I also expanded Yeibichai's Pattern Language to
cover much more than architecture. For instance, the "Adventure
Playground," as described by Phoebe in Chapter "Day Minus-29" use
concepts pioneered by Rudolf Steiner and recently promulgated by Stephen Talbott
and Lowell Monke.
Others —
I would also like to acknowledge the following sources of inspiration and
words:
 | Gary Dorsey
for The Fullness of Wings and his portrayal of a magnificent project
that showed me that corporate America has no monopoly on the vagaries of
human cooperation. And to John Langford, whose work as project manager
epitomizes the Johnson quotation in the dedication. |
 | A.E. van Vogt,
who saw this over 50 years ago. I particularly like the following quotes
from Voyage of the Space Beagle:
 | "The problems which Nexialism confronts are whole
problems. Man has divided life and matter into separate compartments of
knowledge and being. And, even though he sometimes uses words which
indicate his awareness of that wholeness of nature, he continues to
behave as if the one, changing universe has many separately functioning
parts." |
 | "'What you say a thing is, it is not ... It is
much more. It is a compound in the largest sense. A chair is not a
chair. It is a structure of inconceivable complexity, chemically,
atomically, electronically, etc. Therefore, to think of it simply as a
chair is to confine the nervous system to what Korzybski calls an
identification. It is the totality of such identification that creates
the neurotic, the unsane, and the insane individual.' Anonymous" |
|
 | Edward de Bono
with his invention of lateral thinking and other innovations centered around
the human capability of pattern recognition. As de Bono notes, human beings
could not survive everyday life without this capability; unfortunately, it
also leads us to make the world too simple. What gives us the power to
assess instantly also enables us to ignore. In passing, is the Cartesian
model, which has dominated Western thought for centuries, an outgrowth of
this capability or merely one possible way to use it? I also borrowed from
his book Sur/Petition, "going beyond competition" [HarperBusiness,
1992] for the creativity program used in the Rendezvous of Futures and
described (with unfair disgust) at the start of Chapter "Day
Minus-24." |
 | The Federalist
Papers, Numbers 1 and 2, as printed in a Mentor Book by the New
American Library, 1961, were edited to become Irwin's diatribe in Chapter
"Day Minus-30." |
 | Mohandas K. Gandhi
provided the seven deadly sins evoked by JDB in his attack on Dain in
Chapter "Day Minus-27." These sins are Politics without principle,
Wealth without work, Commerce without morality, Pleasure without conscience,
Education without character, Science without humanity, Worship without
sacrifice. |
 | Ray Jackendoff,
in his book Patterns in the Mind, Languages and Human Nature,
supports (if you allow reverse inference) Lugar's argument about xenophobia
and human evolution in his speech to the executives of Le Coeur de la Patrie
in Chapter "Day Minus-27." |
 | Peter Senge,
in his book The Fifth Discipline, provided Lugar's "lesson"

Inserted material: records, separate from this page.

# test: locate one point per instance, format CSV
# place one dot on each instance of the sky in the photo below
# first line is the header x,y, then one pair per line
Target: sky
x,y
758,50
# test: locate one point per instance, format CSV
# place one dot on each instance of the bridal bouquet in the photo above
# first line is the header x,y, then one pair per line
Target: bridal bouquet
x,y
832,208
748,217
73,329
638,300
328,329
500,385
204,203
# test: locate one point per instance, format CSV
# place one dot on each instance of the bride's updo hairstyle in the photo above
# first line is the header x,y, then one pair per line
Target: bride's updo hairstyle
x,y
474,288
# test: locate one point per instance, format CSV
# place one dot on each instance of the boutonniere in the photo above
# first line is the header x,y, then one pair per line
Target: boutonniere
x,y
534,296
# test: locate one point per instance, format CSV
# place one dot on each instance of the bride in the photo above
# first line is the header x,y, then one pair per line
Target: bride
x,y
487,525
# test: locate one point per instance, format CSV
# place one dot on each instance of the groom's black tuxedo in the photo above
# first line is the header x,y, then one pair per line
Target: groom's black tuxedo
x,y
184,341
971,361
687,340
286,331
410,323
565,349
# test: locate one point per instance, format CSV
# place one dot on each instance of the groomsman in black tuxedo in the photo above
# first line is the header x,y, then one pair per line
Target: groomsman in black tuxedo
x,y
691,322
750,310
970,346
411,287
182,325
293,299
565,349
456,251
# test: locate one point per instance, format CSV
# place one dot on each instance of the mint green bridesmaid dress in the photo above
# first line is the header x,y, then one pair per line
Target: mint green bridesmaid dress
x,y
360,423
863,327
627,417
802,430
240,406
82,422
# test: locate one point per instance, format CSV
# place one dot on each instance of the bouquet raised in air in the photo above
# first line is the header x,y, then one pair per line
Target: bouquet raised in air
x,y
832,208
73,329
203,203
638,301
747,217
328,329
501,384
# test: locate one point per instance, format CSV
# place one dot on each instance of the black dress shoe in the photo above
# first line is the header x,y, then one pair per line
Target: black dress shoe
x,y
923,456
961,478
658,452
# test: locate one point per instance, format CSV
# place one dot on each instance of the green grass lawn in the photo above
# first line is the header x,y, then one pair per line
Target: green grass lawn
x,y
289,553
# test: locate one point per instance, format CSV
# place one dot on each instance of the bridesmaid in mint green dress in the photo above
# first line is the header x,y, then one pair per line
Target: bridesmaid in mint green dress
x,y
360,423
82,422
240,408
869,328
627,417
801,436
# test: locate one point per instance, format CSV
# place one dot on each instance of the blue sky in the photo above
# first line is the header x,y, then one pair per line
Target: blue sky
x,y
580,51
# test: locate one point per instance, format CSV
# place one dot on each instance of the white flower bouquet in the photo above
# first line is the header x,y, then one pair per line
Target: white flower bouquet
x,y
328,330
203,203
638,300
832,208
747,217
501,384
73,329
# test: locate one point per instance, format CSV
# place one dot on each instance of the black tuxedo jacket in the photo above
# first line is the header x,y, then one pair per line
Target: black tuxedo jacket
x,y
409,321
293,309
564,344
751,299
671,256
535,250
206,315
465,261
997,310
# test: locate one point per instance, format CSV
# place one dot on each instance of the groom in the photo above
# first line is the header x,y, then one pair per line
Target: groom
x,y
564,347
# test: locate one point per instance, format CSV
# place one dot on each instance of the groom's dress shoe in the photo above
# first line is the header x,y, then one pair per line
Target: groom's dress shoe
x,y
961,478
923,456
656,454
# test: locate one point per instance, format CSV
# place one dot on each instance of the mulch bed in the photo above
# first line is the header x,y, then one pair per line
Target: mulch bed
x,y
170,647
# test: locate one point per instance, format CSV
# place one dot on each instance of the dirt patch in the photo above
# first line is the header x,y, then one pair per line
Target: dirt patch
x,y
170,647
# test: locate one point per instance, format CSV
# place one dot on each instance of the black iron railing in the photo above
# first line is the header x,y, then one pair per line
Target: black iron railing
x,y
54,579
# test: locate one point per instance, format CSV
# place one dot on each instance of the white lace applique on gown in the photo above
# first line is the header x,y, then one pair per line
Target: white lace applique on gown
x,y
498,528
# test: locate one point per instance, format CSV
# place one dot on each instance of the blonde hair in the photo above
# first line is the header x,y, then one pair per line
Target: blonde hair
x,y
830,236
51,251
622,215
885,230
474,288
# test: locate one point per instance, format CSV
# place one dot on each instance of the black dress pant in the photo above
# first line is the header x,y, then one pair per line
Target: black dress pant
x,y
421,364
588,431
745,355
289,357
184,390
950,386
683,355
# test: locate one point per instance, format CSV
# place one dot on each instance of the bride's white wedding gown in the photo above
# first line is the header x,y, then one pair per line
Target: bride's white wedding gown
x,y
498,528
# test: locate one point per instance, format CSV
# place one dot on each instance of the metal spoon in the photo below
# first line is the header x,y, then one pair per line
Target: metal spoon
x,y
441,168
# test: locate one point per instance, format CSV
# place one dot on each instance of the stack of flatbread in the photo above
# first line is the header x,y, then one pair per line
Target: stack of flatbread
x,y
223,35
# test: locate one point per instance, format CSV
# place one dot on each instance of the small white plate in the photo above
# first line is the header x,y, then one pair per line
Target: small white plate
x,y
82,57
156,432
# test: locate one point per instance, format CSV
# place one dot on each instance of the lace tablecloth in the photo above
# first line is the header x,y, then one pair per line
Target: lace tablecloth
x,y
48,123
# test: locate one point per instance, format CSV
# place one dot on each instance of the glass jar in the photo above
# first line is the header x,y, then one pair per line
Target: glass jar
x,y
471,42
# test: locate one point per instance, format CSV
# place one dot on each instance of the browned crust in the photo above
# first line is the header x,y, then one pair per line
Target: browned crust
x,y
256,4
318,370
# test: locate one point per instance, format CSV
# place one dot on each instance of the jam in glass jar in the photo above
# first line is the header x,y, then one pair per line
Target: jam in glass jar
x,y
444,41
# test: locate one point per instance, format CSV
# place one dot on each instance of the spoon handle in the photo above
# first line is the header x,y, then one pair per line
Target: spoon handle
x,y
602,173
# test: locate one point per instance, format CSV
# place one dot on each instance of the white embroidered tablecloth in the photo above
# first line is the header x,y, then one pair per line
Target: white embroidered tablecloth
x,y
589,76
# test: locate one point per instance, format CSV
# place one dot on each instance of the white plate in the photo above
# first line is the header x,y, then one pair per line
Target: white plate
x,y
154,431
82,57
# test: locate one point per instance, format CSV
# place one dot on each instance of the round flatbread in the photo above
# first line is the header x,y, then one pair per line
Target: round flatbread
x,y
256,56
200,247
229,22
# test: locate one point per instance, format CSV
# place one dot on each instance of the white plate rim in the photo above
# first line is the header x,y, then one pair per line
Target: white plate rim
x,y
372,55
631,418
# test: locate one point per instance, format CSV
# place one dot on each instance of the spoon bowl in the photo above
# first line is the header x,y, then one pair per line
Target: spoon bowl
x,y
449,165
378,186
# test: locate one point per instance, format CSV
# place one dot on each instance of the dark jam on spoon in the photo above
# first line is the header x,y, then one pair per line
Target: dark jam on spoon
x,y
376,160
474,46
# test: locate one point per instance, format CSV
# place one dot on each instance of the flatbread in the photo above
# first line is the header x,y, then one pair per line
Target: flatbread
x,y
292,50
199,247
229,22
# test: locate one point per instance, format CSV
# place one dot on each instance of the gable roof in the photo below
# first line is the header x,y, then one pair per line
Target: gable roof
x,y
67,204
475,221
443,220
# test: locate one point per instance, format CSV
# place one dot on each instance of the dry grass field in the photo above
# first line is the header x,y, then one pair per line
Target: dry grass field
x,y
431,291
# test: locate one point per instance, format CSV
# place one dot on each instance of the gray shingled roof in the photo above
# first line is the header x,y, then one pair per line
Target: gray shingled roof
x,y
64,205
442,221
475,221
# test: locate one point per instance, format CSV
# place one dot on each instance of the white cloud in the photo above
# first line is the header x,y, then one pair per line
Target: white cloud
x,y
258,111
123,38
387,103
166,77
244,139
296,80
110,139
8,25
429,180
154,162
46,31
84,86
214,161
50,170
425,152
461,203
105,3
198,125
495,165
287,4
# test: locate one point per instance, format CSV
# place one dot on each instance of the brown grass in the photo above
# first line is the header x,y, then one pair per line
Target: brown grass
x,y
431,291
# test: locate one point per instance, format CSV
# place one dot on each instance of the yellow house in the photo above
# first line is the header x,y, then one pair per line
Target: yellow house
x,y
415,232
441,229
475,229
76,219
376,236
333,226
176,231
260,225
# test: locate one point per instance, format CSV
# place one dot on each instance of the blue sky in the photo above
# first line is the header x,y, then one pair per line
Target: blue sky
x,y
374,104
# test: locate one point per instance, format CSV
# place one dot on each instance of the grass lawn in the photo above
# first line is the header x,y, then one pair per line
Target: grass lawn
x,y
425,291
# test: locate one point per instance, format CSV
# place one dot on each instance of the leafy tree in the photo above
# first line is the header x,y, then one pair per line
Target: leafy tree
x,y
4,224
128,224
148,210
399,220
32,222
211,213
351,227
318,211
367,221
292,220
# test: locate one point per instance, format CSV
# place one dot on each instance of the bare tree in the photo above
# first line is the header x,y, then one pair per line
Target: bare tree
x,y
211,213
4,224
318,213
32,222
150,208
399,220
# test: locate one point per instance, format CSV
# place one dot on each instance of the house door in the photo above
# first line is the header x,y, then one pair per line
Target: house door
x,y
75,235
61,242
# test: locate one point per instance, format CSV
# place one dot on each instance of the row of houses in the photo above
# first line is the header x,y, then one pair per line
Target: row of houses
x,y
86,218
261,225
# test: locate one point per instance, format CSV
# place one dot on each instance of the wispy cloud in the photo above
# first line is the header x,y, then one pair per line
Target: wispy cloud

in Chapter "Day Minus-17." |
 |
And of course, Bob
Dylan for his words from "Tryin' to Get to Heaven," which
Phoebe uses as she hits bottom. |
Finally, I derived every name in this book (of which they are
many), except for major characters, from real names that cropped up in media and
books while I was writing. For instance, the quoter of French sayings in the
Ganj Dareh meeting/will-be-heard, Mich Eldu Frénoy [Neighborhood Xref=Mawddach]
was named after Jules Verne's central character in his recently revealed
book Paris in the Twentieth Century: Michel Dufrénoy, who has suffered
great disgrace resulting from his receiving a national prize in poetry,
rendering him virtually unemployable, "felt alone, alien, and somehow
isolated in the void." See how many others you can discover. (I did make a
minor deviation in this scheme for the names of houses in Ganj Dareh; there I
used names out of one of my favorite science-fiction books.)